My MIL spent 27 painful years with FIL before getting a divorce. BOTH of them are happier for it. Shoulda happened YEARS ago, with fewer lawyers.
I’ve noticed MANY of the things in the past dealt with guilt, angst, and suffering. What good is it to stay in a relationship that makes both parties miserable? What’s the ‘higher reasoning’ for that? Is it admirable staying together if you no longer love each other? If there’s abuse? If there’s nothing keeping you together?
I’m all for a life long relationship, it’s something My wife and I are trying our damndest to do, but if it’s not working, why stay miserable?
Marriage used to be a sanctified, life-long commitment…we used to burn witches too.
In my experience, I think you two should go to counseling together to see if this is what you really want and what is good for you both. It seems right now that you feel better because you have nothing to work at and feel free.

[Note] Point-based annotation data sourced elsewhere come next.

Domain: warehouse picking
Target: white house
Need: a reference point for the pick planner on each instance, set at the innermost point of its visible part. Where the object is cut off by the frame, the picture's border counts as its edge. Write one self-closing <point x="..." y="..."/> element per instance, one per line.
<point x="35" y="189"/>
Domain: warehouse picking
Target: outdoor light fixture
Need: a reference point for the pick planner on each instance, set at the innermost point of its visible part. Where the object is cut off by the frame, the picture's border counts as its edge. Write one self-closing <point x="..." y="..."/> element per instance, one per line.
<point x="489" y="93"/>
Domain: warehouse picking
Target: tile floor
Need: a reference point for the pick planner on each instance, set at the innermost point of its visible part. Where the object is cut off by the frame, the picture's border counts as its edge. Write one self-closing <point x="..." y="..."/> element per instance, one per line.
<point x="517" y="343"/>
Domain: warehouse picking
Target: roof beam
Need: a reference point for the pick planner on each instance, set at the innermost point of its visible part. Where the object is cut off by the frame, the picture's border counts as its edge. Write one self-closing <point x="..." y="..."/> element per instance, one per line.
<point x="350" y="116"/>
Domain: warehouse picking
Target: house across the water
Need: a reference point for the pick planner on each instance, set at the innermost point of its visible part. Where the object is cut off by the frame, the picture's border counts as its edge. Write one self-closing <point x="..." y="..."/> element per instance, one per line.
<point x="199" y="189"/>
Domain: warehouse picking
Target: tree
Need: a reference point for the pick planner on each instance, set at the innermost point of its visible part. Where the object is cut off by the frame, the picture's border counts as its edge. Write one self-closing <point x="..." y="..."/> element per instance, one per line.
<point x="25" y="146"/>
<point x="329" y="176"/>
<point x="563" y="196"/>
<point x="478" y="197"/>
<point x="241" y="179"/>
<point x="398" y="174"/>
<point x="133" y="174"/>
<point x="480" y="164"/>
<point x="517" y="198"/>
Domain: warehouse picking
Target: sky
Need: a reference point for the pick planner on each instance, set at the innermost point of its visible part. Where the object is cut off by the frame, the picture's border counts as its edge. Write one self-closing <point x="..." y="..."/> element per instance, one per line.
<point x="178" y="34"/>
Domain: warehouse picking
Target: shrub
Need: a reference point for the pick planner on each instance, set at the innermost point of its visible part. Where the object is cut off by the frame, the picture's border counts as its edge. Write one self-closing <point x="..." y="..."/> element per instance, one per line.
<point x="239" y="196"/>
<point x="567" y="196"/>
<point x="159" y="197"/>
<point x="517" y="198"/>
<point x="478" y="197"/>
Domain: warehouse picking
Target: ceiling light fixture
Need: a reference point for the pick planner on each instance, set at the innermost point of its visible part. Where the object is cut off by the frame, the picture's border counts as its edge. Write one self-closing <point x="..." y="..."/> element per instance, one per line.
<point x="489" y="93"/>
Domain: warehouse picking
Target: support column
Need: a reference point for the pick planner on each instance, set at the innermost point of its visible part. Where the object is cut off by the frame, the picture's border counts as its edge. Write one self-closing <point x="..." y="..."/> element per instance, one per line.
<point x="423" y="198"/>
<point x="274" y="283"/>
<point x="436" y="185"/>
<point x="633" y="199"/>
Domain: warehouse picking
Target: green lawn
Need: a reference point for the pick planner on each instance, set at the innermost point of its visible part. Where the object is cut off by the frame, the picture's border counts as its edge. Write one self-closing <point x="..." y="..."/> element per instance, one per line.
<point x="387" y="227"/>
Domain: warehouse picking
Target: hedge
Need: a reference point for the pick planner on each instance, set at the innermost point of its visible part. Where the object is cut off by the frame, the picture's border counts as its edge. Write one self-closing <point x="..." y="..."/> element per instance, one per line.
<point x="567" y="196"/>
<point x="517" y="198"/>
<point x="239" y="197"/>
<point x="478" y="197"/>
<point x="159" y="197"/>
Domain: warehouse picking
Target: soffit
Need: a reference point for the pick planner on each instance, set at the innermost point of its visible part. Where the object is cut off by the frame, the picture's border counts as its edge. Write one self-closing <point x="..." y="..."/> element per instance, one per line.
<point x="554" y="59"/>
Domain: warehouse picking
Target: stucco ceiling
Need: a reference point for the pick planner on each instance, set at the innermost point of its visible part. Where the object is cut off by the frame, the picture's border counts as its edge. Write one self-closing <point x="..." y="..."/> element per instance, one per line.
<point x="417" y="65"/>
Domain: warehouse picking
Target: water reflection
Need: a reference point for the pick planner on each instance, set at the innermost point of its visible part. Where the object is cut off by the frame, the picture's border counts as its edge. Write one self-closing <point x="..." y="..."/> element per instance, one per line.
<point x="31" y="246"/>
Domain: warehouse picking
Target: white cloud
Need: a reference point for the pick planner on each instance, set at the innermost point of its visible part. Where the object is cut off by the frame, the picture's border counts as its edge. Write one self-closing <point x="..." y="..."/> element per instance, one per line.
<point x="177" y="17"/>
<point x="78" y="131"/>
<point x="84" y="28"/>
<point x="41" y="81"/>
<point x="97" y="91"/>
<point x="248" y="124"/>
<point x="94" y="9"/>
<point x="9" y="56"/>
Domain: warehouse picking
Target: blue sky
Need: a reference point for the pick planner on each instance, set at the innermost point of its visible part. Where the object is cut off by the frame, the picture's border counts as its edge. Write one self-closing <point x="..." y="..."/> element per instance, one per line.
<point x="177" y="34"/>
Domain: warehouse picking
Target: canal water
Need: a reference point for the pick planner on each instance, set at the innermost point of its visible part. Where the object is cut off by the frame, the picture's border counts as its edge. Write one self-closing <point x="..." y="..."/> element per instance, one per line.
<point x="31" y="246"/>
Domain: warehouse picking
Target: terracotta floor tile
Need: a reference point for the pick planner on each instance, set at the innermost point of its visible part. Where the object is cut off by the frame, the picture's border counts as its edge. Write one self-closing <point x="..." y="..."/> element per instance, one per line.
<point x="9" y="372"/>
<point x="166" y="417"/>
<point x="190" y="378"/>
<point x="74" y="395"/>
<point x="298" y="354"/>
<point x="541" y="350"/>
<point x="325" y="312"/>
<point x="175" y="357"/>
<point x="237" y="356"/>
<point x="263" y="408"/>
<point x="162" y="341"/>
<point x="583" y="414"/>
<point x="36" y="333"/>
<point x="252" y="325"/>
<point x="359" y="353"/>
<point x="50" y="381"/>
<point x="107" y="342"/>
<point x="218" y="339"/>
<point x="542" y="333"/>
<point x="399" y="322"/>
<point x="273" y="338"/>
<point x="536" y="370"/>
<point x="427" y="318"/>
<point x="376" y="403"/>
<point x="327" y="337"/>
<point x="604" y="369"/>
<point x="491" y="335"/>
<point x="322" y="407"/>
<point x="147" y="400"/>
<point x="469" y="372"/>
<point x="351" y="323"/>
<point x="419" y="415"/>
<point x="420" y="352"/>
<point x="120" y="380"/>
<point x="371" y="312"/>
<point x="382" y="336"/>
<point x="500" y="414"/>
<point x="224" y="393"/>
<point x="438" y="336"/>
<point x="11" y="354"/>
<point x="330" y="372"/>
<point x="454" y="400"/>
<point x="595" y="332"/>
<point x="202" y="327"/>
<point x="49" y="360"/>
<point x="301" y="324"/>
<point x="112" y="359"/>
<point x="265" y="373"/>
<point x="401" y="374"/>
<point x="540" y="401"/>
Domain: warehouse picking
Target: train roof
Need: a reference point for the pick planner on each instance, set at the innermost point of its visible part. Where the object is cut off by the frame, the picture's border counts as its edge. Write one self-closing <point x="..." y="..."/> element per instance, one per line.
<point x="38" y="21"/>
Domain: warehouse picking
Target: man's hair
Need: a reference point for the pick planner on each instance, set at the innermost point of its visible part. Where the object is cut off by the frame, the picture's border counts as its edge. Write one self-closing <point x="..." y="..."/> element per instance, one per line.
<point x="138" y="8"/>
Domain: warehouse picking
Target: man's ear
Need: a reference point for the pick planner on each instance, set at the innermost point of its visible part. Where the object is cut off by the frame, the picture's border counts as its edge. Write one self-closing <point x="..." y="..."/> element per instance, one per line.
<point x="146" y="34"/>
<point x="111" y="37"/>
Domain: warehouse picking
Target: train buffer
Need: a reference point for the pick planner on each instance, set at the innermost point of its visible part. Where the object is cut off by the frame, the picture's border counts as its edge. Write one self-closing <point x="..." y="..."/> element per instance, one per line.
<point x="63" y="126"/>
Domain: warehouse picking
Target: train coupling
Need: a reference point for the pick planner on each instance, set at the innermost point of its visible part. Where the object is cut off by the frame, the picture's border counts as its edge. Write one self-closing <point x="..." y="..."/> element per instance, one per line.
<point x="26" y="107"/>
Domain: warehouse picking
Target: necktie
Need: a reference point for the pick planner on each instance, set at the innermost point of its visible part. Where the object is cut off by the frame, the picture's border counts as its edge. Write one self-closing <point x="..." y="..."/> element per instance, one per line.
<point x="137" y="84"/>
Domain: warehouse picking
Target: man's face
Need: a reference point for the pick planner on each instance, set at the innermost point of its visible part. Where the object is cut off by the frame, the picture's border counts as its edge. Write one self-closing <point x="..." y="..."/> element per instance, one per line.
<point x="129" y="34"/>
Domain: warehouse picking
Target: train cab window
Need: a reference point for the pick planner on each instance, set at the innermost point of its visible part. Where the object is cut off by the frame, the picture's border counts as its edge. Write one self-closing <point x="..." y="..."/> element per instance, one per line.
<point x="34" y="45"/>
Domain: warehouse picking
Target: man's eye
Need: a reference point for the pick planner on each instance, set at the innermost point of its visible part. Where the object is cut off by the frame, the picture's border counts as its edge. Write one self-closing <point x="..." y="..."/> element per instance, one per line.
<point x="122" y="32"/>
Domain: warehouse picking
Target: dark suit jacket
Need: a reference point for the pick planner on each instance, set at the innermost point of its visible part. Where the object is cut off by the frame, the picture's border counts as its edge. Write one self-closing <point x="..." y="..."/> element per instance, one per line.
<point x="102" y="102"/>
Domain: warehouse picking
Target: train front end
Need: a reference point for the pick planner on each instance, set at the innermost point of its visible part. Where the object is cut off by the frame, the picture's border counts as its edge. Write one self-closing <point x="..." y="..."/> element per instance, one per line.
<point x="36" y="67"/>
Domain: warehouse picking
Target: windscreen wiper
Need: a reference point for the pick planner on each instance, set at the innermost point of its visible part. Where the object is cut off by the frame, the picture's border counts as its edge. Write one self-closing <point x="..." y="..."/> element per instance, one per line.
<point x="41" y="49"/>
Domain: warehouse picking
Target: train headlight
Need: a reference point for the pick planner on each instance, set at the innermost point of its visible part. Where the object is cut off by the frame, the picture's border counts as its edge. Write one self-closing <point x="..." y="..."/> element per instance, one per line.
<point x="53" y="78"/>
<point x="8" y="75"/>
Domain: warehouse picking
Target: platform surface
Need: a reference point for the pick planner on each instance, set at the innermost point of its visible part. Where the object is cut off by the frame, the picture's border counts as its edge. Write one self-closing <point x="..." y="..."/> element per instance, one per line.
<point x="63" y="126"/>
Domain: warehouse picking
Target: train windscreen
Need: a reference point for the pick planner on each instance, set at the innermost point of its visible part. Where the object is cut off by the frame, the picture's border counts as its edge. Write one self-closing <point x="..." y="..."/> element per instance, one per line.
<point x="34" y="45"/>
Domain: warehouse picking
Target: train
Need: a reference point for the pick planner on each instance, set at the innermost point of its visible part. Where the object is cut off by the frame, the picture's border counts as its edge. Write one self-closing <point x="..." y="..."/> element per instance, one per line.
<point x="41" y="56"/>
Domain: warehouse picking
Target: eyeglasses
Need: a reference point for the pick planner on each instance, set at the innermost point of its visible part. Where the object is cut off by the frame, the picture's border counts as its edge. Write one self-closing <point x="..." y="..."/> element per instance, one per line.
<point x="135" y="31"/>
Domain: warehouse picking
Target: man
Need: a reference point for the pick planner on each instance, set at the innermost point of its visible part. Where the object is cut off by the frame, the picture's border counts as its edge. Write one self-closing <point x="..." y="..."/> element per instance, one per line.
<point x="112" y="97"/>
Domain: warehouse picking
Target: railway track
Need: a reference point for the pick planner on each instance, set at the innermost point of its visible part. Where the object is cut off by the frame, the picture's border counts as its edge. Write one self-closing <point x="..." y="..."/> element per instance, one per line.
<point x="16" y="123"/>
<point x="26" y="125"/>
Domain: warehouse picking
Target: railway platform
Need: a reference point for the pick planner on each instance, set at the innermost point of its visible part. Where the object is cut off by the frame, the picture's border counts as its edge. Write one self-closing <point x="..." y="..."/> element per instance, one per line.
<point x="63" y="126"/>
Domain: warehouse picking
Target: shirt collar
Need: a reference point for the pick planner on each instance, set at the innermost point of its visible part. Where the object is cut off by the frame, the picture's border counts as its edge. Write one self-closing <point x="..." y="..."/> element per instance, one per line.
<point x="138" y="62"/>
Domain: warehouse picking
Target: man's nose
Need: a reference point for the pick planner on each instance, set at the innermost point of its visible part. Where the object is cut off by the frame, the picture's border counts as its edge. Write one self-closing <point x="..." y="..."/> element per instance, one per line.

I am certainly not saying to stay in a bad marriage. I do know that counseling does help to clear the air if nothing else. It allows you to either decide to work on things or leave the marriage knowing that you did everything in your power to save it.
I am so sorry. Divorce is very painful. I hope it works out so each of you find happiness one way or another.
Featherlou, I agree with UB. The real issue here is the bales of straw that spooje didn’t want to get into, although he did describe the straw that did the camel in. Separation for 6 months to a year might be a solution to see if divorce is an actuality. Being in separate living quarters can give a great deal of perspective on whether or not the marriage is salvageable.
Regardless of what stage you are in a marriage this is a great link…smartmarriages.com
If you are contemplating counseling, I do recommend this article and the follow-up.
If it really is going to be amicable and you will only use a lawyer for the MSA (separation agreement), get this book. It makes the whole thing easy.
My ex is a great friend now and I found love again with someone new a year and a half later. It sounds to me like both of you will be better off after all is said and done.